Article publié initialement sur Reporterre
« Élisabeth, tu dépasses les Borne », « Macron, prends ta retraite, pas la nôtre » : dans les cortèges, slogans et pancartes se déchaînent contre les concepteurs de la réforme honnie. Alors qu’une majorité écrasante de la population — près de 7 Français sur 10 — désapprouve le recul de l’âge légal de départ à la retraite à 64 ans, le gouvernement et sa majorité font la sourde oreille. Une poignée de ministres et de députés décident de l’avenir de dizaines de millions de personnes. « Cette réforme soulève un problème démocratique majeur, constate le sociologue Pierre Sauvêtre. Les gens qui fournissent l’effort de mutualisation, à travers les cotisations, sont dépossédés de la possibilité de décider comment cet effort doit être fait et à quoi il sera destiné. »

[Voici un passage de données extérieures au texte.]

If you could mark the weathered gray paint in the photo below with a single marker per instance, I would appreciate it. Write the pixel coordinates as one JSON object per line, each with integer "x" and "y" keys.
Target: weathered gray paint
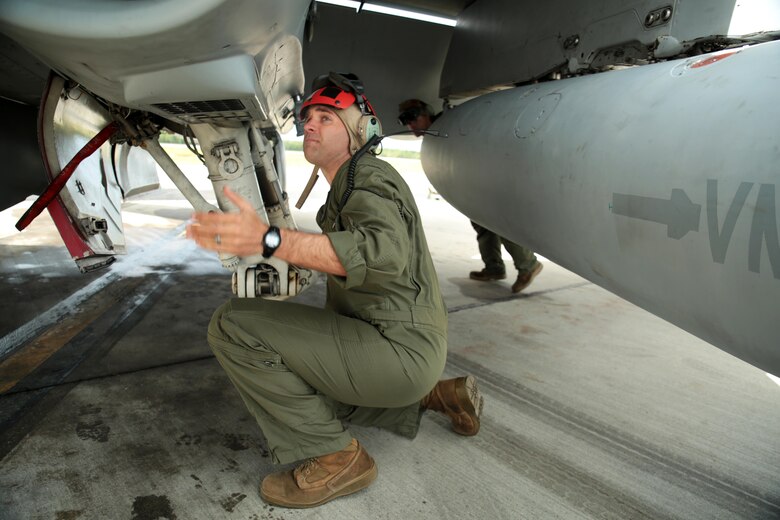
{"x": 613, "y": 178}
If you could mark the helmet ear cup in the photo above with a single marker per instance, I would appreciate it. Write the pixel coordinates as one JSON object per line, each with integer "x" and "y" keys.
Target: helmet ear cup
{"x": 368, "y": 127}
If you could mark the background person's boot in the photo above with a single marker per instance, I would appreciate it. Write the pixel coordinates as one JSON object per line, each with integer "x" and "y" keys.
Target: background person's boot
{"x": 460, "y": 400}
{"x": 486, "y": 276}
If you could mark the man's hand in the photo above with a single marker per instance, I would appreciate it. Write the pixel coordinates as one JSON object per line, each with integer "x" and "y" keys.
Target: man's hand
{"x": 240, "y": 234}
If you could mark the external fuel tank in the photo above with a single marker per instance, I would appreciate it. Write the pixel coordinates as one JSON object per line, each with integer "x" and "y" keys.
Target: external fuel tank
{"x": 656, "y": 182}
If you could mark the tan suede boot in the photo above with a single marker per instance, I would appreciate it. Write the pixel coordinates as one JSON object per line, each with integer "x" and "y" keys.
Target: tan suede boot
{"x": 321, "y": 479}
{"x": 460, "y": 400}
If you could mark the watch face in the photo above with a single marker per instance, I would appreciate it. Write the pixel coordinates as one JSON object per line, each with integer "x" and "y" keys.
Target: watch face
{"x": 272, "y": 239}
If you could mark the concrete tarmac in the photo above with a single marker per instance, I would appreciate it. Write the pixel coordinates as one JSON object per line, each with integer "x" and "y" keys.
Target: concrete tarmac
{"x": 113, "y": 406}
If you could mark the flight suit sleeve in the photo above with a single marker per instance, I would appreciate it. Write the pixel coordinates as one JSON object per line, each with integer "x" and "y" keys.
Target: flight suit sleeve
{"x": 374, "y": 244}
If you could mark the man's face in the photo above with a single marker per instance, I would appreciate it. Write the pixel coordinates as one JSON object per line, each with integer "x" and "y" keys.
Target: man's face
{"x": 419, "y": 124}
{"x": 325, "y": 138}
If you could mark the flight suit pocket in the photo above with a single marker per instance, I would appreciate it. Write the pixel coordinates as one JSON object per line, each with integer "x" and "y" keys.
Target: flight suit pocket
{"x": 267, "y": 361}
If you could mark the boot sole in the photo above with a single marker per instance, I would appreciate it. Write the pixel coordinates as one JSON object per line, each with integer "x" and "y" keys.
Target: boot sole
{"x": 534, "y": 274}
{"x": 472, "y": 403}
{"x": 361, "y": 482}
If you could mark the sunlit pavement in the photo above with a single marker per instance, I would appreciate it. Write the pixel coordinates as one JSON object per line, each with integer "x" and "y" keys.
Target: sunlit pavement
{"x": 113, "y": 406}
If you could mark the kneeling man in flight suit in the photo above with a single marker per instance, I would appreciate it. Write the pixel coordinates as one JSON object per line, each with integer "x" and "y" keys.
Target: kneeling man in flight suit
{"x": 374, "y": 354}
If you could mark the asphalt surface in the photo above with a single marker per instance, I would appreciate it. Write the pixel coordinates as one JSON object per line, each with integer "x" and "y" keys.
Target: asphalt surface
{"x": 113, "y": 407}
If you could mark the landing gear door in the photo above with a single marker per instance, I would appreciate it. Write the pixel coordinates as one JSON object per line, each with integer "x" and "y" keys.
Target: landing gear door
{"x": 87, "y": 210}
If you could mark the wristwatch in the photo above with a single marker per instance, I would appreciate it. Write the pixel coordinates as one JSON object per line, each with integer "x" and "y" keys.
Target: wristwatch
{"x": 271, "y": 241}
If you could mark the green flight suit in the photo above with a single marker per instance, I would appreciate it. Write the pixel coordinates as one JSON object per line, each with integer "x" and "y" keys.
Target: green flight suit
{"x": 370, "y": 355}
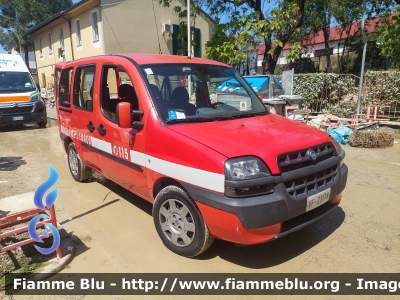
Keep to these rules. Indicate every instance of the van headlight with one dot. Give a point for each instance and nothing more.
(339, 148)
(247, 167)
(35, 98)
(247, 176)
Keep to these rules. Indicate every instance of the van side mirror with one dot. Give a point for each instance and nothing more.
(124, 115)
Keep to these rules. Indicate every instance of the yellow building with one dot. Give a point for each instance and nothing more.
(96, 27)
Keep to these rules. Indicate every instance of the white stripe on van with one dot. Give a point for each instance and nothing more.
(101, 145)
(208, 180)
(138, 158)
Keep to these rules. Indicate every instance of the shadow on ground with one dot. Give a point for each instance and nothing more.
(11, 163)
(258, 256)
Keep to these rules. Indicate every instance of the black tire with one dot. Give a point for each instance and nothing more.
(79, 171)
(188, 243)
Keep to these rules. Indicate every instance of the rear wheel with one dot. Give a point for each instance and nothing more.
(79, 171)
(43, 123)
(179, 223)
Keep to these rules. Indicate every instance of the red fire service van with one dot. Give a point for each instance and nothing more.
(213, 168)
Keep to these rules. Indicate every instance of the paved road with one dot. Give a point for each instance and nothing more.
(115, 231)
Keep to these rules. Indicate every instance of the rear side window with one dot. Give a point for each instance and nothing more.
(83, 87)
(64, 90)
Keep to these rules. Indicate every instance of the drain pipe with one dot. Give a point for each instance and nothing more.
(70, 35)
(364, 37)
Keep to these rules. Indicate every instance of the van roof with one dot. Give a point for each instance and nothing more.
(144, 59)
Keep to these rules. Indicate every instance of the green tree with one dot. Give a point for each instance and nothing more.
(18, 16)
(389, 38)
(250, 19)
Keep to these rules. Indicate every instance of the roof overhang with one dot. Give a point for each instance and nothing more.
(56, 17)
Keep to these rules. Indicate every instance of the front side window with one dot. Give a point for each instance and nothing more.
(64, 87)
(116, 87)
(201, 93)
(78, 33)
(95, 27)
(14, 82)
(83, 87)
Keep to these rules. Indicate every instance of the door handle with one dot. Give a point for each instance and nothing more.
(91, 127)
(101, 130)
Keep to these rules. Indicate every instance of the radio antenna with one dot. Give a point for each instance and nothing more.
(158, 37)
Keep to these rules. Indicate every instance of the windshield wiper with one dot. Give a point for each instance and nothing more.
(189, 120)
(246, 115)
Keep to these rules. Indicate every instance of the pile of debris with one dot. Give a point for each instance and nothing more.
(364, 134)
(380, 138)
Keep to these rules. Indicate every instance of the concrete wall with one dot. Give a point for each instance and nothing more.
(137, 33)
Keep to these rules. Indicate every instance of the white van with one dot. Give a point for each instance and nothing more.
(20, 100)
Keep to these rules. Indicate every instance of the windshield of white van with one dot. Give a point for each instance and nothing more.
(201, 93)
(16, 82)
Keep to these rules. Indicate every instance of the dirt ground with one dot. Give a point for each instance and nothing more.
(115, 233)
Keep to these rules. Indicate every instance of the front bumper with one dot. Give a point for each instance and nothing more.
(31, 112)
(267, 215)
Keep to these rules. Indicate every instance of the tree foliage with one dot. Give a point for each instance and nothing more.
(249, 23)
(389, 38)
(18, 16)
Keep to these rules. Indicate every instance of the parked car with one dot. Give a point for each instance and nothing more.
(20, 100)
(210, 170)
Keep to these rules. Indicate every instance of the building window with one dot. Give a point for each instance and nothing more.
(323, 52)
(78, 33)
(50, 43)
(179, 46)
(40, 47)
(61, 38)
(95, 27)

Il n’en a pas toujours été ainsi. Des caisses de solidarité ouvrières au XIXe siècle à la création de la Sécu en 1945, travailleurs et travailleuses ont longtemps été aux manettes de leur protection sociale. Et si on revenait à un système de retraite autogéré ? Alors que la mobilisation reprend en France, Reporterre explore cette piste révolutionnaire.
L’Empire contre-attaque
Dès le XIXe siècle, cheminots, mineurs, ouvriers ont mutualisé une partie de leurs revenus pour se soutenir. C’est ainsi que fût créée la Société du devoir mutuel, fondée par des chefs d’ateliers tisseurs au cours des années 1830. Ceux-ci luttaient à l’époque pour un tarif minimum garanti.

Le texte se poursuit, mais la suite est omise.